Before their wedding day, the engaged couples on Love Is Blind go on what could potentially be their final dates ever. Love Is Blind clearly uses more of its budget for these dates compared to Bachelor in Paradise because they range from helicopter rides to renting out a picturesque treehouse in the middle of the woods. Then, on the wedding days, the couples decide at the altar whether they want to say “I do” or basically become a runaway bride or groom. This all happens in front of their friends and families who they have been trying to convince for the past few episodes that their love is genuine. It’s all very messy, which means it's great reality TV. 

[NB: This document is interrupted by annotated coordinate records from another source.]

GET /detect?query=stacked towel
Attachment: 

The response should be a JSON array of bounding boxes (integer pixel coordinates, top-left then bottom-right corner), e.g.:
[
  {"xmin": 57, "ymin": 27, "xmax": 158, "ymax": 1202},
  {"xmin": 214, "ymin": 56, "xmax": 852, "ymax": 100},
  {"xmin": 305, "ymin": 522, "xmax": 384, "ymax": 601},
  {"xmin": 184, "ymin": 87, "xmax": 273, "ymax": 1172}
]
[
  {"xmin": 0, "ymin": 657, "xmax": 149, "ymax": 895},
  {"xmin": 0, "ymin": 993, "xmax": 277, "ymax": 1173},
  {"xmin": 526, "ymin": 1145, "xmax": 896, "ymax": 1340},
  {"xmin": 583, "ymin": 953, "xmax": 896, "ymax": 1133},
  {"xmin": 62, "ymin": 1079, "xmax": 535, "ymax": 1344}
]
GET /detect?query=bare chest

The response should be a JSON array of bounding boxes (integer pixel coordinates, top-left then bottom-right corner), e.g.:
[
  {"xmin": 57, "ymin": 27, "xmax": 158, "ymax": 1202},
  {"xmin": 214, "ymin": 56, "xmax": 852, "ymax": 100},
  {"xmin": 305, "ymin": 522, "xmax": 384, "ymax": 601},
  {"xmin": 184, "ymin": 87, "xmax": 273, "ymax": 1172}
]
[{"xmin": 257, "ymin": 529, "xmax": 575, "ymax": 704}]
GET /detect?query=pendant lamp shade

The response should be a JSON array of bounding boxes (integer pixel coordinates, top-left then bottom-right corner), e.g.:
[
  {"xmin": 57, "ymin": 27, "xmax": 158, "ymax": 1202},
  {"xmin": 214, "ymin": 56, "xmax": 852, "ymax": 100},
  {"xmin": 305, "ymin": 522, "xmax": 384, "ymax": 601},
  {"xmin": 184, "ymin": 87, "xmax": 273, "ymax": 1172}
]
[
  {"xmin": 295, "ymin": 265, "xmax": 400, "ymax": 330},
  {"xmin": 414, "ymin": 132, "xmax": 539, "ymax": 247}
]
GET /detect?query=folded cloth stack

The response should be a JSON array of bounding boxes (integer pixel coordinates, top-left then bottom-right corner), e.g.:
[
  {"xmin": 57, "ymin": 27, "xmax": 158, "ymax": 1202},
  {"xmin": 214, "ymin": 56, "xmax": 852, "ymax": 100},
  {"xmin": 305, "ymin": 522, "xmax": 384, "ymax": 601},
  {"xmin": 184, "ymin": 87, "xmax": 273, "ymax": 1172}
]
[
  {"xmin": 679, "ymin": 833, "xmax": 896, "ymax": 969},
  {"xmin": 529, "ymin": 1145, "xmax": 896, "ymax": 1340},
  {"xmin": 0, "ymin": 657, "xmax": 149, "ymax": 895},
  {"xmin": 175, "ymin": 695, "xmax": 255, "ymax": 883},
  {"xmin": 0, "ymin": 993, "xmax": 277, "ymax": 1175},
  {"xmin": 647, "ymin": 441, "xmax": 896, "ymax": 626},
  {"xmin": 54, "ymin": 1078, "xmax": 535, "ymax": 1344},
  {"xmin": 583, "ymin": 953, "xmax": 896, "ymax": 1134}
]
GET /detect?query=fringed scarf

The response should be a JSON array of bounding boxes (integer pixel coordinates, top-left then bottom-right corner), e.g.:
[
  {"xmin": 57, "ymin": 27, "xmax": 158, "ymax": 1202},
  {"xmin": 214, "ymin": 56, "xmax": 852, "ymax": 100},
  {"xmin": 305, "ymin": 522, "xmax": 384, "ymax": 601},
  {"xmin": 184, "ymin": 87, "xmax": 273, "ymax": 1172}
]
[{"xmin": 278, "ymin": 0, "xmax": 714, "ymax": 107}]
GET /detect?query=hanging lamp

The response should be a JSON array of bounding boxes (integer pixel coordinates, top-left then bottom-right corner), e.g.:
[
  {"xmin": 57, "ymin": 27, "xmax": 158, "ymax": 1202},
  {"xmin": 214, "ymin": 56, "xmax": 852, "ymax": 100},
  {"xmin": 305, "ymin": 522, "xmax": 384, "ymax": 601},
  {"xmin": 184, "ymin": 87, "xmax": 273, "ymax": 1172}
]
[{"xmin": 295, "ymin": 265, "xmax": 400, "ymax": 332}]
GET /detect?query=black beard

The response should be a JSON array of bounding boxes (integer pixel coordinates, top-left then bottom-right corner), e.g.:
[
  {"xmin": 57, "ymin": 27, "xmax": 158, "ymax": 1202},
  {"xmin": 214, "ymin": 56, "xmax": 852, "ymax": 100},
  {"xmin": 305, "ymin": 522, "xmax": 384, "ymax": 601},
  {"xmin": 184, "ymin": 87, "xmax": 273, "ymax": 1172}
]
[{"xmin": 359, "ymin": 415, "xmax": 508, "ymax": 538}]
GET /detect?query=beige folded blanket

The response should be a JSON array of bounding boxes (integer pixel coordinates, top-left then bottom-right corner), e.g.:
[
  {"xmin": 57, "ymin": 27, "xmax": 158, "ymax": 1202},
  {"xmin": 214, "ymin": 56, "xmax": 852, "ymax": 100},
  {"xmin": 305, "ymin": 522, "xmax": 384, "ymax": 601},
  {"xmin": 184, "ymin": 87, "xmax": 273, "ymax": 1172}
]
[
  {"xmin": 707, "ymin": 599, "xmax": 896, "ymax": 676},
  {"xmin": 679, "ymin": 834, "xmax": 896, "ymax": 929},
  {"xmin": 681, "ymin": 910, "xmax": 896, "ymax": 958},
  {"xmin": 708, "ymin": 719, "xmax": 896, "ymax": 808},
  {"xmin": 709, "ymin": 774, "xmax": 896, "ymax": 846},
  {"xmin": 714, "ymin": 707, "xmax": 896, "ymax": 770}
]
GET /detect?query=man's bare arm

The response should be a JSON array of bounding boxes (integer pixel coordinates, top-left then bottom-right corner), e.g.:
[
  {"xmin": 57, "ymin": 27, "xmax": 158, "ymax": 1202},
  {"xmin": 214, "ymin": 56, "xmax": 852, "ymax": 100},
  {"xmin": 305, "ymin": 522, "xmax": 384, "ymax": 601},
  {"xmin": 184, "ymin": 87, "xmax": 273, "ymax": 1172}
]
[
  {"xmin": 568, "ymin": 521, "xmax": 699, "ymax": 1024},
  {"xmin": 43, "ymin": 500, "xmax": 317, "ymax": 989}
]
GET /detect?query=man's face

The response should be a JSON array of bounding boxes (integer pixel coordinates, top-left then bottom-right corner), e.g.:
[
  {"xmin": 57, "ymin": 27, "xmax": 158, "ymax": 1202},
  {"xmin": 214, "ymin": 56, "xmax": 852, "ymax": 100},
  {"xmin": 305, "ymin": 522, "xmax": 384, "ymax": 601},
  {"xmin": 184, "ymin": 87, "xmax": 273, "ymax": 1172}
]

But Love Is Blind also shares some DNA with TLC's 90 Day Fiancé, because everything that happens after the Love Is Blind couples leave the pods and meet for the first time are the exact same steps from the popular docuseries. On the TLC show, the couples have applied for K-1 visas and have 90 days to marry each other. During those 90 days, they meet in person, typically move in together, and meet each other’s families. In comparison, the timeline for Love Is Blind is quite short, considering the contestants only talk to each other in the pods for 10 days before getting engaged and having 28 days to marry (that's 38 days, which admittedly doesn't have quite the same ring to it). They are supposed to meet family and friends, although not every couple is successful at organizing these meetups. The Love Is Blind couples live together in apartments rented to them by the show and discuss where they will live once they are married. There's a little bit of a barrier between actually integrating their lives, because they move somewhere with neutral ground and no effect on their finances, unlike on 90 Day, where everyone's personal space is in play.
But some of the most compelling moments of Love Is Blind are when the contestants talk about real world issues like race, politics, and income. These are topics that are typically glossed over on dating shows, with the exception of 90 Day Fiancé. All the couples on 90 Day are forced to address the stigma of their relationship being solely for obtaining citizenship and they also learn about marital expectations in different cultures. On Love Is Blind, each couple has a unique societal issue that they address, including age and race — and in one case, severe money issues.
Love Is Blind is definitely an opportunity for viewers to side-eye the contestants and judge them for proposing to each other through walls after only talking for a limited amount of time. But, by improving on the models of those existing shows, Love Is Blind may just convince people to stick around.